Figure 6. C9orf72 interacts with Rab1a.

Figure 6

  1. A human brain random cDNA library was screened in a Y2H assay using C9orf72S as bait. A clone coding for aa 46–205 of Rab1a, comprising most of the GTP‐binding G‐box domain and the C‐terminal CC‐motif was found to interact with C9orf72S.
  2. Cell lysates of HEK293 cells co‐transfected with Myc‐Rab1a and either empty vector, FLAG‐C9orf72S, or FLAG‐C9orf72L were subjected to immunoprecipitation with anti‐FLAG antibody. Bound protein was eluted from beads using excess FLAG peptide.

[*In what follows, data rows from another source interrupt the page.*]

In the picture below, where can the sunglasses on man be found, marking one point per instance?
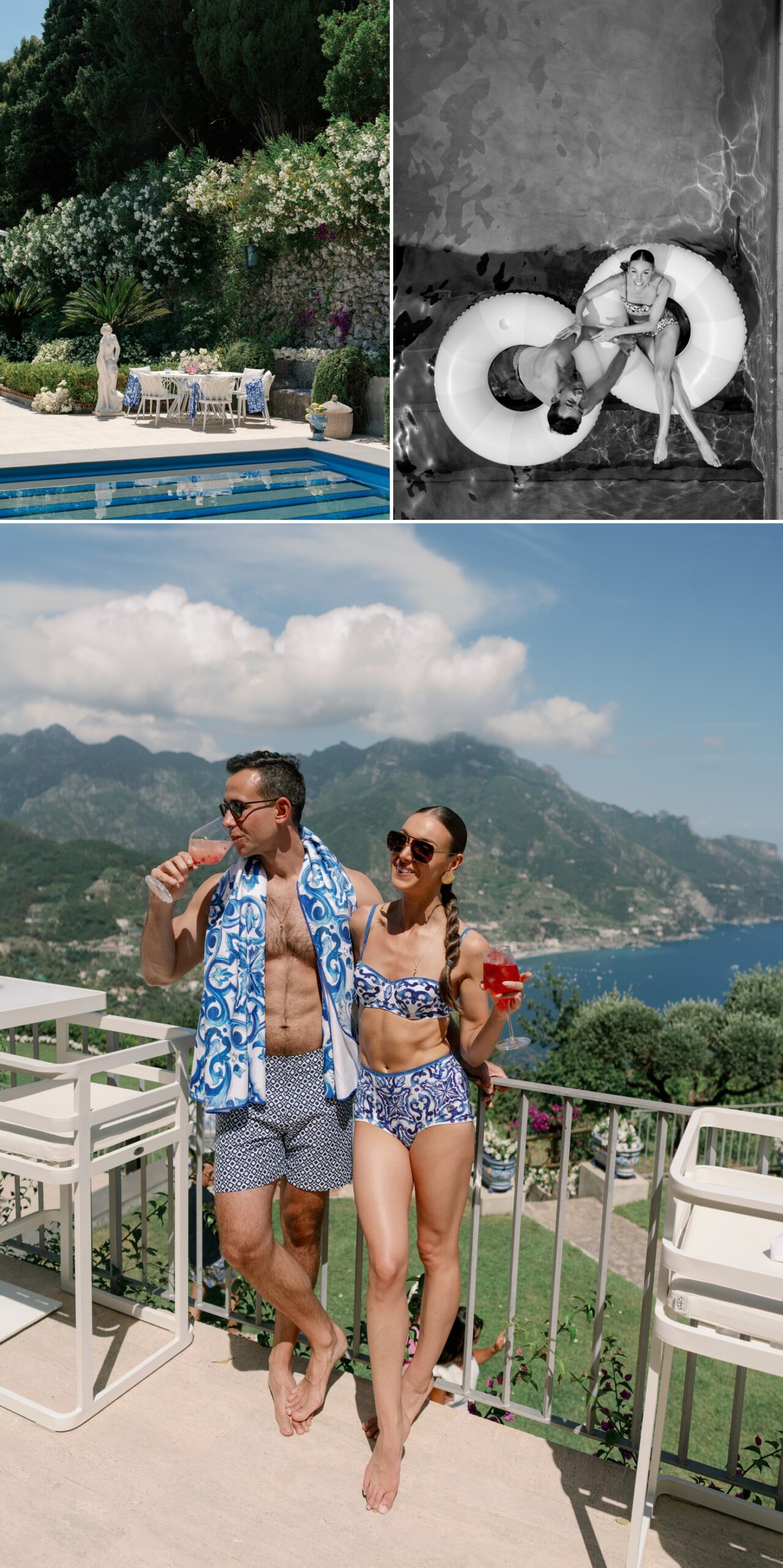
(422, 849)
(240, 808)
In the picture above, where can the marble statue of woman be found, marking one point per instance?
(110, 401)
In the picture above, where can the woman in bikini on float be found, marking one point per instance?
(644, 294)
(414, 1123)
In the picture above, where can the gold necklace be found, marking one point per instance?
(428, 946)
(281, 938)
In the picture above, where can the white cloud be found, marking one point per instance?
(173, 673)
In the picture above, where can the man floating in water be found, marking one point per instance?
(550, 374)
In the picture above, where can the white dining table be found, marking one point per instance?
(187, 379)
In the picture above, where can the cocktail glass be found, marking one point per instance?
(207, 847)
(498, 967)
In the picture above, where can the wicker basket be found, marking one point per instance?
(339, 419)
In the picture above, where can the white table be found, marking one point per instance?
(184, 382)
(24, 1003)
(40, 1003)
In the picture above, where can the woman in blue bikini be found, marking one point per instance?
(644, 294)
(414, 1123)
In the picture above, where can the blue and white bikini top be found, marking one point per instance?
(411, 996)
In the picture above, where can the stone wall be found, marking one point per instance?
(563, 124)
(343, 281)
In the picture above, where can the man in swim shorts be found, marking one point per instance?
(274, 1054)
(552, 375)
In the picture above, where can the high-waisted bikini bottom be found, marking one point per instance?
(434, 1095)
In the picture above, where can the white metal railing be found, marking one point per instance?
(661, 1126)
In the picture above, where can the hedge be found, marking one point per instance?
(345, 374)
(29, 379)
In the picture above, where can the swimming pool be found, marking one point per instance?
(290, 483)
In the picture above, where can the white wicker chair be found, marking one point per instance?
(215, 396)
(242, 396)
(155, 393)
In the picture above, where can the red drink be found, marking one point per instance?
(498, 968)
(207, 852)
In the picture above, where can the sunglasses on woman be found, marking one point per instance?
(420, 849)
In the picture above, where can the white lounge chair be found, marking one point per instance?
(242, 394)
(155, 393)
(215, 396)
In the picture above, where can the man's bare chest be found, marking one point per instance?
(287, 935)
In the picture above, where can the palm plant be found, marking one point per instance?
(121, 301)
(19, 304)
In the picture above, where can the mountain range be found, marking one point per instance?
(544, 864)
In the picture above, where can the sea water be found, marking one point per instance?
(702, 967)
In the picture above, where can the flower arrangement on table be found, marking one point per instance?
(629, 1140)
(498, 1145)
(54, 402)
(198, 363)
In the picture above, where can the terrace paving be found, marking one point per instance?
(189, 1468)
(44, 440)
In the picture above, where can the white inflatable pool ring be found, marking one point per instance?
(717, 326)
(504, 435)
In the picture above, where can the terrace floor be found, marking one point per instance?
(44, 440)
(189, 1470)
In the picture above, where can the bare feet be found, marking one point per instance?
(708, 452)
(310, 1393)
(282, 1384)
(381, 1480)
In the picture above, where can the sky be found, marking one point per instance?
(644, 662)
(18, 21)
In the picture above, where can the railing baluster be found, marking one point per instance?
(649, 1277)
(115, 1227)
(473, 1253)
(560, 1233)
(688, 1407)
(359, 1263)
(604, 1266)
(324, 1255)
(200, 1208)
(736, 1421)
(515, 1228)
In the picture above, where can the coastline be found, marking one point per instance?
(553, 949)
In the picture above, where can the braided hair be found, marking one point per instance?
(459, 836)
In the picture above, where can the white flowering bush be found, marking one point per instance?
(547, 1181)
(54, 402)
(498, 1145)
(200, 361)
(55, 353)
(334, 187)
(137, 228)
(629, 1140)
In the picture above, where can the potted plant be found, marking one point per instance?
(629, 1147)
(317, 419)
(498, 1161)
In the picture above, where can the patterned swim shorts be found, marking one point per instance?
(434, 1095)
(296, 1134)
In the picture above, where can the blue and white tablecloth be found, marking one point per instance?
(254, 394)
(132, 393)
(195, 397)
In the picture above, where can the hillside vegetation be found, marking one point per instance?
(545, 864)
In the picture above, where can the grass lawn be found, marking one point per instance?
(714, 1384)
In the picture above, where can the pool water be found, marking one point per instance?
(281, 485)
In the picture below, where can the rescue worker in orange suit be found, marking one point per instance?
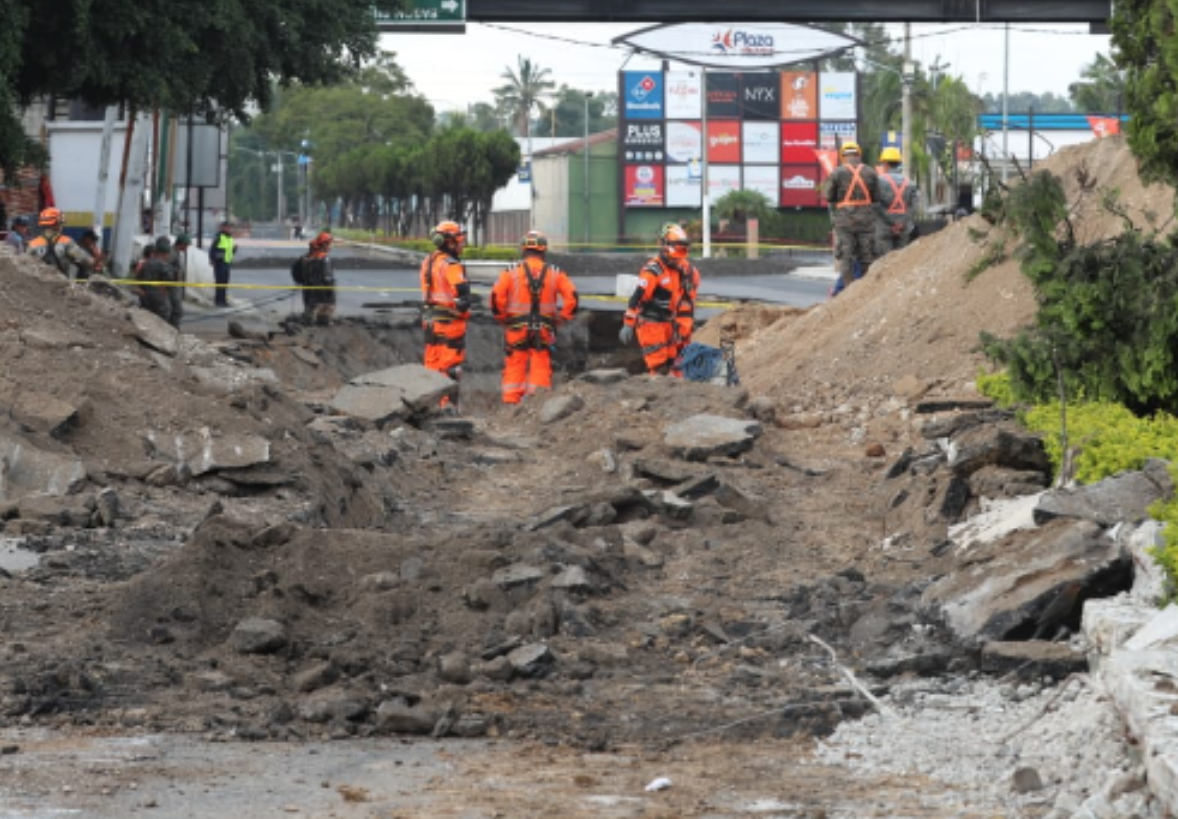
(661, 312)
(852, 191)
(445, 295)
(897, 205)
(57, 249)
(531, 299)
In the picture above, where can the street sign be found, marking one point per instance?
(425, 15)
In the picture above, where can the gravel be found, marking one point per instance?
(978, 733)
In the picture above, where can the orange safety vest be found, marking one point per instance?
(856, 180)
(898, 207)
(438, 292)
(533, 289)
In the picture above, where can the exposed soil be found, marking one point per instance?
(414, 575)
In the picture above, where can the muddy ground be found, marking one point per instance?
(225, 556)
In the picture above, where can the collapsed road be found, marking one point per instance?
(257, 575)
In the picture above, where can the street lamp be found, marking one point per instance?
(586, 186)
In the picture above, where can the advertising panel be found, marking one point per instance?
(760, 96)
(685, 141)
(642, 94)
(799, 94)
(722, 179)
(760, 141)
(723, 140)
(836, 96)
(685, 94)
(642, 141)
(723, 96)
(833, 134)
(643, 186)
(798, 141)
(800, 186)
(762, 179)
(685, 185)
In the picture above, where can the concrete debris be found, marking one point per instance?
(703, 436)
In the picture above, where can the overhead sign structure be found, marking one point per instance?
(425, 15)
(739, 45)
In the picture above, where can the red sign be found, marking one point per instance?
(800, 186)
(723, 140)
(1104, 126)
(643, 186)
(798, 141)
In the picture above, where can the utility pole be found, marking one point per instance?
(906, 99)
(1006, 98)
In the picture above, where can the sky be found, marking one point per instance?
(456, 70)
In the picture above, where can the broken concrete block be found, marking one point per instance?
(154, 331)
(701, 436)
(1123, 497)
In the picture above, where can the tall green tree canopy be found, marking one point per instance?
(1145, 47)
(190, 55)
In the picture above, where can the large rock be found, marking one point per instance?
(257, 635)
(1123, 497)
(28, 470)
(154, 331)
(397, 393)
(701, 436)
(202, 451)
(1006, 588)
(997, 444)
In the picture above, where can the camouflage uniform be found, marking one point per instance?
(893, 212)
(156, 268)
(853, 213)
(59, 251)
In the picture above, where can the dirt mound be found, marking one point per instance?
(919, 312)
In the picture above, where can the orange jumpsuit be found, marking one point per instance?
(530, 299)
(662, 311)
(445, 294)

Immune eluates were probed for FLAG‐C9orf72 and Myc‐Rab1a on immunoblots. The input levels of FLAG‐C9orf72 and Myc‐Rab1a in the transfected cells are shown (Inputs). * indicates remaining Myc‐Rab1a signal after reprobing for FLAG‐C9orf72.

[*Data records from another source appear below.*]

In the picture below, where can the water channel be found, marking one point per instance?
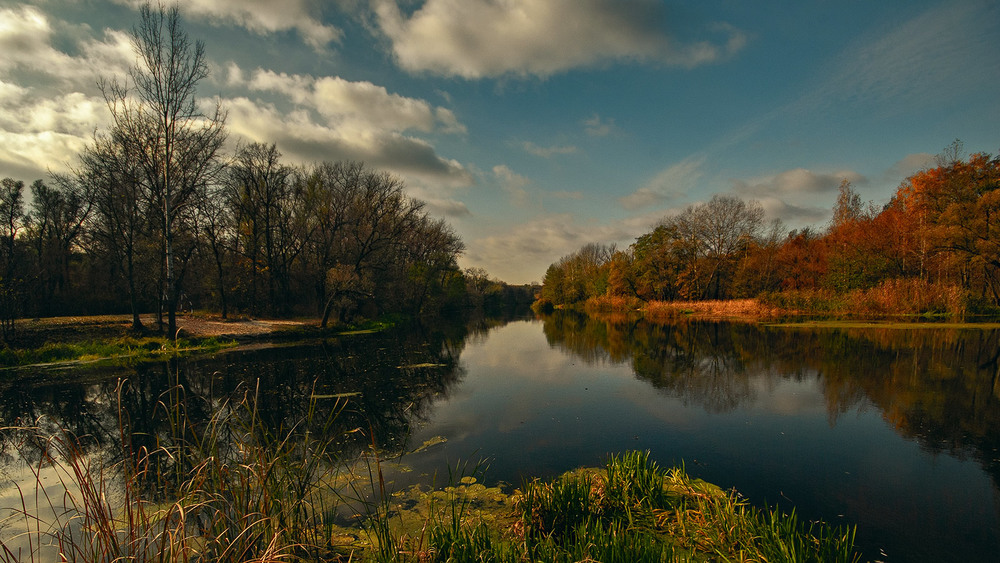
(896, 431)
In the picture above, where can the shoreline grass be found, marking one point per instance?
(120, 349)
(238, 489)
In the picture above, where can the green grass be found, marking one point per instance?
(238, 489)
(124, 349)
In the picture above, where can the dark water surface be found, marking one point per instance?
(895, 431)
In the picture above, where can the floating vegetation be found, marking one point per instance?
(239, 489)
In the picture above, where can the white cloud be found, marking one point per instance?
(596, 126)
(304, 140)
(26, 37)
(479, 38)
(263, 17)
(794, 215)
(512, 183)
(673, 182)
(49, 103)
(330, 118)
(547, 152)
(355, 106)
(524, 251)
(796, 182)
(910, 165)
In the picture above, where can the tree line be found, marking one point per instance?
(939, 233)
(155, 218)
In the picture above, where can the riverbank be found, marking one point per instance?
(89, 339)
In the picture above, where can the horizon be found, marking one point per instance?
(536, 127)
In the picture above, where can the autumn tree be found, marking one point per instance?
(955, 209)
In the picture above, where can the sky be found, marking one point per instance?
(534, 127)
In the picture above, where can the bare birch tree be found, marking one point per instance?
(156, 116)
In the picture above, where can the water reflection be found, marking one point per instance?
(940, 387)
(822, 419)
(392, 380)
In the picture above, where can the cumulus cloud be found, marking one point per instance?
(356, 106)
(486, 38)
(330, 118)
(26, 35)
(797, 181)
(304, 139)
(49, 104)
(673, 182)
(263, 17)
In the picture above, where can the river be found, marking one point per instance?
(895, 431)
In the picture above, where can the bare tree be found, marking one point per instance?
(11, 222)
(155, 114)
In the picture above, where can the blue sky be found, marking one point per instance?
(537, 126)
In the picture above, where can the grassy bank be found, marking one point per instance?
(120, 349)
(235, 489)
(901, 300)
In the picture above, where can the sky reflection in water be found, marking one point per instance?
(531, 407)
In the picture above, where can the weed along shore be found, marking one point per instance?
(234, 490)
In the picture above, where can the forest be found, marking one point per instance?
(154, 217)
(934, 248)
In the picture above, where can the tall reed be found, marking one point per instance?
(231, 489)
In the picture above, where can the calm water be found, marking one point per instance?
(896, 432)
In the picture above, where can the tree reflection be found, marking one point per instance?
(362, 389)
(939, 387)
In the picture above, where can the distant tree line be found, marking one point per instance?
(941, 229)
(156, 219)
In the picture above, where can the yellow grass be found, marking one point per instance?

  3. Cell lysates of HEK293 cells transfected with Myc‐C9orf72S or Myc‐C9orf72L were subjected to immunoprecipitation with anti‐Myc antibody. The resulting immune pellet was probed for endogenous Rab1a.
  4. 35S‐radiolabeled recombinant Myc‐Rab1a protein loaded with vehicle, GDP or GMP‐PNP was added to GST, GST‐C9orf72S, and GST‐C9orf72L immobilized on glutathione‐coated beads. 35S‐radiolabeled recombinant Myc‐Rab1a protein was visualized by phosphorimager (top panel). Coomassie‐stained GST, GST‐C9orf72S, and GST‐C9orf72L in the pull‐down samples are shown (bottom panel). The identity of the Coomassie protein bands was confirmed by mass spectrometry (# indicates E. coli DnaK chaperonin; * indicates E. coli 60kD chaperonin; Appendix Fig S3). Relative binding of Rab1a to C9orf72 was quantified from 3 independent experiments (mean ± SEM; one‐way ANOVA with Fisher's LSD test; ns, not significant; *P ≤ 0.05; **P ≤ 0.01; ***P ≤ 0.001).

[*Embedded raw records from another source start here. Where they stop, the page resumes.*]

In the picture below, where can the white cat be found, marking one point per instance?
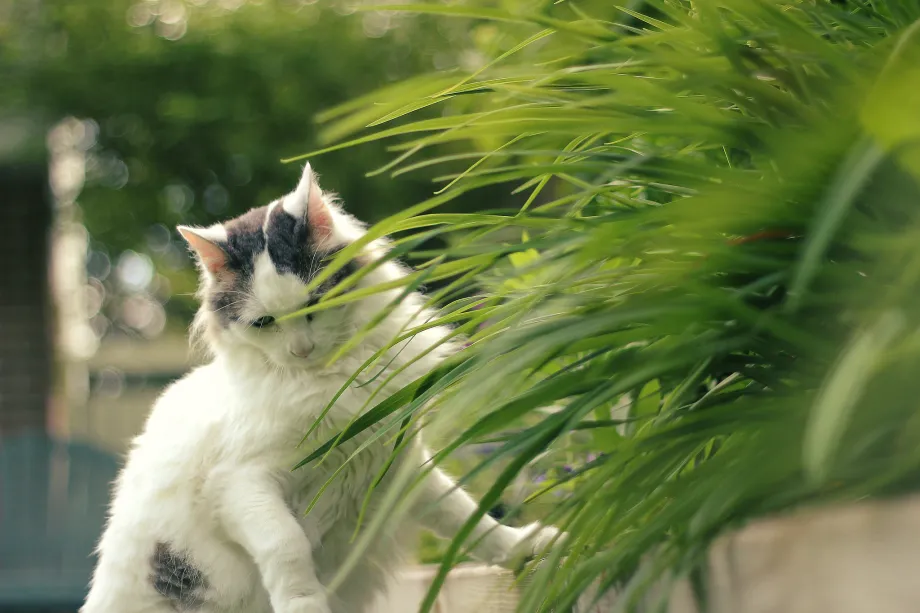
(207, 514)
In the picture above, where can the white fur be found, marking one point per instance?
(211, 471)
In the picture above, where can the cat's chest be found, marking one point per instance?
(332, 490)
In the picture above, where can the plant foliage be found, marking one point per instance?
(706, 288)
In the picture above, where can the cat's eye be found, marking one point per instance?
(263, 321)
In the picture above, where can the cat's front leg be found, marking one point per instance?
(446, 508)
(252, 508)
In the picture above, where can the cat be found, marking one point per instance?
(207, 515)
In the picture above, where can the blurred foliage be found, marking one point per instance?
(705, 311)
(189, 106)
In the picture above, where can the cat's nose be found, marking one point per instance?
(301, 351)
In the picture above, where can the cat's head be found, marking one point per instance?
(255, 269)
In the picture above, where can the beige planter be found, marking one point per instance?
(860, 558)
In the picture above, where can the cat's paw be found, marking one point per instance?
(315, 603)
(537, 539)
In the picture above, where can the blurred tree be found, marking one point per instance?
(189, 106)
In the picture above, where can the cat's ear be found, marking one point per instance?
(205, 243)
(307, 202)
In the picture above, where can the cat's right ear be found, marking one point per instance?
(204, 242)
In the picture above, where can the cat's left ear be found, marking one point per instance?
(205, 242)
(307, 202)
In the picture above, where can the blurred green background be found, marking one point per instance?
(187, 108)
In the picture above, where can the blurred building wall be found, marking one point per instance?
(25, 315)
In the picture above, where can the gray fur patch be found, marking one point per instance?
(290, 247)
(175, 578)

  5. Increasing volumes of 35S‐radiolabeled recombinant Myc‐C9orf72L protein were incubated with equal amounts of GST‐Rab1a immobilized on glutathione‐coated beads in an equilibrium binding experiment. 8 μl of 35S‐radiolabeled recombinant Myc‐C9orf72L protein was incubated with GST as a negative control. Bound 35S‐radiolabeled Myc‐C9orf72L protein was visualized by phosphorimager. Coomassie‐stained GST‐Rab1a and GST in the pull‐down samples are shown. Densitometry analysis of the amount of 35S‐radiolabeled recombinant Myc‐C9orf72L protein bound to GST‐Rab1a in the different binding reactions was used to fit an equilibrium binding hyperbola (R 2 = 0.94).

Source data are available online for this figure.